Sha Wenxin, Hu Fei, Bu Shizhong
Diabetes Research Center, School of Medicine, Ningbo University, Ningbo, Zhejiang 315211, P.R. China.
Exp Ther Med. 2020 Dec;20(6):266. doi: 10.3892/etm.2020.9396. Epub 2020 Oct 27.
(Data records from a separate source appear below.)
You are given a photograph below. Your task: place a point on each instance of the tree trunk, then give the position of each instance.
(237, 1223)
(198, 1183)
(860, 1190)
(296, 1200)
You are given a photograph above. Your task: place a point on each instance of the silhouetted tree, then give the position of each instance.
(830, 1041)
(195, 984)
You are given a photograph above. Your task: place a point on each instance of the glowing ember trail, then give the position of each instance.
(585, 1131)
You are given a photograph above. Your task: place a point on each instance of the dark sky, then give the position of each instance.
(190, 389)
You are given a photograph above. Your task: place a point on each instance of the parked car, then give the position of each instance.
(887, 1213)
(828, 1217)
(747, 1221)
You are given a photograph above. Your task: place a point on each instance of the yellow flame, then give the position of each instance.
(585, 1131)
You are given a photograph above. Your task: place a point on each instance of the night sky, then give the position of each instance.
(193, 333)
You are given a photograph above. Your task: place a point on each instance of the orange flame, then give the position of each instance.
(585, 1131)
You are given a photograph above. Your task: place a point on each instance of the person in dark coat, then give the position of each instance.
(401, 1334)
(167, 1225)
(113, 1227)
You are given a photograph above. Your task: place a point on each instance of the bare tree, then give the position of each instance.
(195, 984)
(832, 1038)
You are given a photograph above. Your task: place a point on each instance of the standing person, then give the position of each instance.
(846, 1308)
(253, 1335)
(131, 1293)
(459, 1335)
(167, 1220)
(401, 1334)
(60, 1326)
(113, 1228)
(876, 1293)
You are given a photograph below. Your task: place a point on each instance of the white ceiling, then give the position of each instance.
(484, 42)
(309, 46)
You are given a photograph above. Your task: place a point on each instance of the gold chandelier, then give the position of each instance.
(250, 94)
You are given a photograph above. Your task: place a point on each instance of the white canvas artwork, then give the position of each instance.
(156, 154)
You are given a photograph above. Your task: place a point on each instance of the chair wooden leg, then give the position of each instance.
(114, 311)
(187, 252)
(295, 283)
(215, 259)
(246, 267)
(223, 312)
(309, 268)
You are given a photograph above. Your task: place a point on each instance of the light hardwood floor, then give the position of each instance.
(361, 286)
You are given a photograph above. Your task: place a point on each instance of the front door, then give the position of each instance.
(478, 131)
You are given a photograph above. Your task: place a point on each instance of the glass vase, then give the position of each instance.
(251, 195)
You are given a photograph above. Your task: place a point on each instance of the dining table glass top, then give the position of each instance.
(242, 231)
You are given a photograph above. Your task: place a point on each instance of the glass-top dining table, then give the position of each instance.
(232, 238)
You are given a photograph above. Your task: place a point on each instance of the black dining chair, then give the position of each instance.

Pancreatic β-cells are the only source of insulin in humans. Mitochondria uses pyruvate to produce ATP as an intermediate link between glucose intake and insulin secretion in β-cells, in a process known as glucose-stimulated insulin secretion (GSIS). Previous studies have demonstrated that GSIS is negatively regulated by various factors in the mitochondria, including tRNA mutations, high p58 expression, reduced nicotinamide nucleotide transhydrogenase activity, abnormal levels of uncoupling proteins and reduced expression levels of transcription factors A, B1 and B2. Additionally, oxidative stress damages mitochondria and impairs antioxidant defense mechanisms, leading to the increased production of reactive oxygen species, which induces β-cell dysfunction. Inflammation in islets can also damage β-cell physiology. Inflammatory cytokines trigger the release of cytochrome from the mitochondria via the NF-κB pathway. The present review examined the potential factors underlying mitochondrial dysfunction and their association with islet β-cell failure, which may offer novel insights regarding future strategies for the preservation of mitochondrial function and enhancement of antioxidant activity for individuals with diabetes mellitus.
胰腺β细胞是人体胰岛素的唯一来源。线粒体利用丙酮酸产生ATP,作为β细胞中葡萄糖摄取与胰岛素分泌之间的中间环节,这一过程称为葡萄糖刺激的胰岛素分泌(GSIS)。先前的研究表明,GSIS受到线粒体中多种因素的负调控,包括tRNA突变、p58高表达、烟酰胺核苷酸转氢酶活性降低、解偶联蛋白水平异常以及转录因子A、B1和B2表达水平降低。此外,氧化应激会损害线粒体并削弱抗氧化防御机制,导致活性氧生成增加,进而诱导β细胞功能障碍。胰岛炎症也会损害β细胞生理功能。炎性细胞因子通过NF-κB途径触发线粒体释放细胞色素。本综述探讨了线粒体功能障碍的潜在因素及其与胰岛β细胞衰竭的关联,这可能为未来保护线粒体功能和增强糖尿病患者抗氧化活性的策略提供新的见解。